Clash of the Titans (1981 film)

Clash of the Titans
Film poster by Brothers Hildebrandt
Directed by Desmond Davis
Produced by Ray Harryhausen
Charles H. Schneer
Written by Beverley Cross
Starring Harry Hamlin
Laurence Olivier
Judi Bowker
Maggie Smith
Burgess Meredith
Music by Laurence Rosenthal
Cinematography Ted Moore
Edited by Timothy Gee
Peerford Ltd
Distributed by Metro-Goldwyn-Mayer
Release dates
  • June 12, 1981 (1981-06-12)
Running time
118 minutes
Country United Kingdom
United States
Language English
Budget $15 million
Box office $41 million (North America)

Clash of the Titans is a 1981 British-American fantasy adventure film involving the Greek hero Perseus, and features the final work of stop motion visual effects artist, Ray Harryhausen. It was released on June 12, 1981 and grossed $41 million at the North American box office,[1] which made it the 11th highest grossing film of the year.[2] A novelization of the film by Alan Dean Foster was published in 1981.

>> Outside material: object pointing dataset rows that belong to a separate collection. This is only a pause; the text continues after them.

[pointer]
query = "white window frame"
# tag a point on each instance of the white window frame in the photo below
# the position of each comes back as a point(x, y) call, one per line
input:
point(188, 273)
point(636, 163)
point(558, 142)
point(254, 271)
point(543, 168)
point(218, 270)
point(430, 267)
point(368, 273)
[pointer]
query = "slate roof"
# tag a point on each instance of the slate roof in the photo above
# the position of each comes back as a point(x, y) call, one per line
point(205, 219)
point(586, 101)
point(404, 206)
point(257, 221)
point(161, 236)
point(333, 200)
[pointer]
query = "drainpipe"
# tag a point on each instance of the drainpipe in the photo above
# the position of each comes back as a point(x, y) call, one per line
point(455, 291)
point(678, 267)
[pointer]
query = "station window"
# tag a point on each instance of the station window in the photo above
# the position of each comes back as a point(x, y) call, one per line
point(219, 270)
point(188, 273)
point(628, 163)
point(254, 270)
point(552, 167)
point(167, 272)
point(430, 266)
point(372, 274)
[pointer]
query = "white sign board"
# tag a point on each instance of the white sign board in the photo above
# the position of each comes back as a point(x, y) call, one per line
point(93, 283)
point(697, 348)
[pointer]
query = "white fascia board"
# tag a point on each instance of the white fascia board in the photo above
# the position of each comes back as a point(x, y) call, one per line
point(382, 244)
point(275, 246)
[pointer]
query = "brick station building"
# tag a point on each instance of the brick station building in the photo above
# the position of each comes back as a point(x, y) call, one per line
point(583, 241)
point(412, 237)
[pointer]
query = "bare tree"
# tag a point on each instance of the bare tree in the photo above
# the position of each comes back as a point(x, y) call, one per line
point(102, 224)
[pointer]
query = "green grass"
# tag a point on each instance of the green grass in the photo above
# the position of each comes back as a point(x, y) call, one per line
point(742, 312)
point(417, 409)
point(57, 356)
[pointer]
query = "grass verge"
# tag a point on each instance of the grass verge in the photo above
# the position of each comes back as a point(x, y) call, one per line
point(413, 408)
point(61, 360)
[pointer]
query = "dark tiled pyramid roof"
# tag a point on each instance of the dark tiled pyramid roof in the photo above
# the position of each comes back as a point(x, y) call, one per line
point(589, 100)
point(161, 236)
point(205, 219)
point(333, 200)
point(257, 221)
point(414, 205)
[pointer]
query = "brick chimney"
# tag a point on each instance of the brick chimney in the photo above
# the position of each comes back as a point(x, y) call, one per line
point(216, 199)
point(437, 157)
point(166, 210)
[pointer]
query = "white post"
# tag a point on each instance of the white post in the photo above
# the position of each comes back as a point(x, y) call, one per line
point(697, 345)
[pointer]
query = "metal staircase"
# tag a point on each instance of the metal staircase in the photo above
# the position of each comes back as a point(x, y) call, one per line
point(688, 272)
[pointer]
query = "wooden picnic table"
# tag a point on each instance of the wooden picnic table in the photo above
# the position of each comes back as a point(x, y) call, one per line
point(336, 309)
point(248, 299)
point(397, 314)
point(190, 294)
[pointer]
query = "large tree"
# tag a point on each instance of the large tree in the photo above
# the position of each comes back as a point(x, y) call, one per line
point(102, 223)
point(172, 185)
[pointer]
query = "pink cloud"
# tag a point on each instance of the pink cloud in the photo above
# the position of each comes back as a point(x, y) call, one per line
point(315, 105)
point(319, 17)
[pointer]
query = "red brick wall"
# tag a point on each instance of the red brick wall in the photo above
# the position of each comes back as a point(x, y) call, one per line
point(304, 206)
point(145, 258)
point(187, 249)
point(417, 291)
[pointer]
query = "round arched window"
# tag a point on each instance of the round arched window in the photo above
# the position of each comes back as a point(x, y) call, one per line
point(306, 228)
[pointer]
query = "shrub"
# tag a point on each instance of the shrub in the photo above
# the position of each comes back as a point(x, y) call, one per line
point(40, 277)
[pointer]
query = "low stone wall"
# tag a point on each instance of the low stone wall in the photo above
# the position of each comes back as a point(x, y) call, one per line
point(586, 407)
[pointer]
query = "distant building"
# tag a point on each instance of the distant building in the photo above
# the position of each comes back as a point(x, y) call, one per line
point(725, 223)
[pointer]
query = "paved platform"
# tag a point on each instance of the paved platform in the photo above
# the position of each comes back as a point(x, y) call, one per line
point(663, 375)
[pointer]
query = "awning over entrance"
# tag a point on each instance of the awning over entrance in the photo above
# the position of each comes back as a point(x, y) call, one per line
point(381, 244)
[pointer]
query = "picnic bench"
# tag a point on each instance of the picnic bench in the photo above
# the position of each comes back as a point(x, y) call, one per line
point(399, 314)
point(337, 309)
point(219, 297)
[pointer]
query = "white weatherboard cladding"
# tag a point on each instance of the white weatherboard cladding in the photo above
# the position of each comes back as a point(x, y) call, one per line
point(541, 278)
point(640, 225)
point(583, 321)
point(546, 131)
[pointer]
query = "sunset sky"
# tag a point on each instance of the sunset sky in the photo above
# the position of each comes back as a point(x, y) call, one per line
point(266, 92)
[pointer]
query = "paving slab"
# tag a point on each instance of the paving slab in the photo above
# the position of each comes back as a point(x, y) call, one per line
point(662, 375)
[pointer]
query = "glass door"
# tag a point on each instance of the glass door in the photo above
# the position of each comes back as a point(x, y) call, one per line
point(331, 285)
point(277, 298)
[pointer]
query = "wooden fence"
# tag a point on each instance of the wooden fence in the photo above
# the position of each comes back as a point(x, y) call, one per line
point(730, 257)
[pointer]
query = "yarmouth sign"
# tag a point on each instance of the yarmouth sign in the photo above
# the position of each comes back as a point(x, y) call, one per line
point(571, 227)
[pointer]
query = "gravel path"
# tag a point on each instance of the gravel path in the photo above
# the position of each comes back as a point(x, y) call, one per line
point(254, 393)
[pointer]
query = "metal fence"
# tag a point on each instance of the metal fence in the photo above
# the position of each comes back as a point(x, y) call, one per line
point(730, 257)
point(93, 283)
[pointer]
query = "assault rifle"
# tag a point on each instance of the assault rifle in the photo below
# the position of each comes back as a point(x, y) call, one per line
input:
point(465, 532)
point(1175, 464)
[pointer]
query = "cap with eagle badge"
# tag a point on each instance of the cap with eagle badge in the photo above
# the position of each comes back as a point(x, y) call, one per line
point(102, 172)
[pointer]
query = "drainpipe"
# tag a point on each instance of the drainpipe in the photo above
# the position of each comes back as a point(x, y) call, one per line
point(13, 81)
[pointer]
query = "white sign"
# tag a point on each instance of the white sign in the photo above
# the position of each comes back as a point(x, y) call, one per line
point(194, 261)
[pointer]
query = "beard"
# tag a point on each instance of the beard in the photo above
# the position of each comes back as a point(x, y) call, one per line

Warner Bros. released a remake in 3D on April 2, 2010.[3][4]


  • Plot 1
  • Cast 2
  • Reception 3
  • Locations 4
  • Production 5
  • Remake 6
  • See also 7
  • Footnotes 8
  • References 9
  • External links 10


King Acrisius of Argos (Donald Houston) imprisons his daughter Danaë (Vida Taylor), jealous of her beauty. When the god Zeus (Laurence Olivier) impregnates her, Acrisius sends his daughter and his newborn grandson Perseus to sea in a wooden coffin. In retribution, Zeus kills Acrisius and orders Poseidon (Jack Gwillim) to release the last of the Titans, a gigantic sea monster called the Kraken, to destroy Argos. Meanwhile, Danaë and Perseus safely float to the island of Seriphos, where Perseus grows to adulthood.

Calibos (Neil McCarthy), son of the sea goddess Thetis (Maggie Smith), is a young man engaged to marry Princess Andromeda (Judi Bowker), the daughter of Queen Cassiopeia (Siân Phillips) and heir to the rich city of Joppa; but has not only reduced the Wells of the Moons to a near-lifeless swamp, but also hunted and destroyed Zeus's sacred flying horses (excepting only Pegasus). To punish him, Zeus transforms Calibos into a monstrous satyr and he is exiled by his people. In revenge, Thetis transports an adult Perseus (Harry Hamlin) from Seriphos to an abandoned amphitheatre in Joppa, where he is befriended by an elderly poet named Ammon (Burgess Meredith) and learns that Andromeda is under a curse and cannot marry unless her suitor successfully answers a riddle, whose failures are burned at the stake. In order to aid his son, Zeus sends Perseus a god-crafted helmet from Athena (Susan Fleetwood) which makes its wearer invisible, a magical sword from Aphrodite (Ursula Andress), and a shield from Hera (Claire Bloom). Perseus, wearing the helmet, captures Pegasus and follows Andromeda to learn the next riddle. Perseus is nearly killed by Calibos but escapes, losing his helmet in the process. He also manages to sever Calibos' hand.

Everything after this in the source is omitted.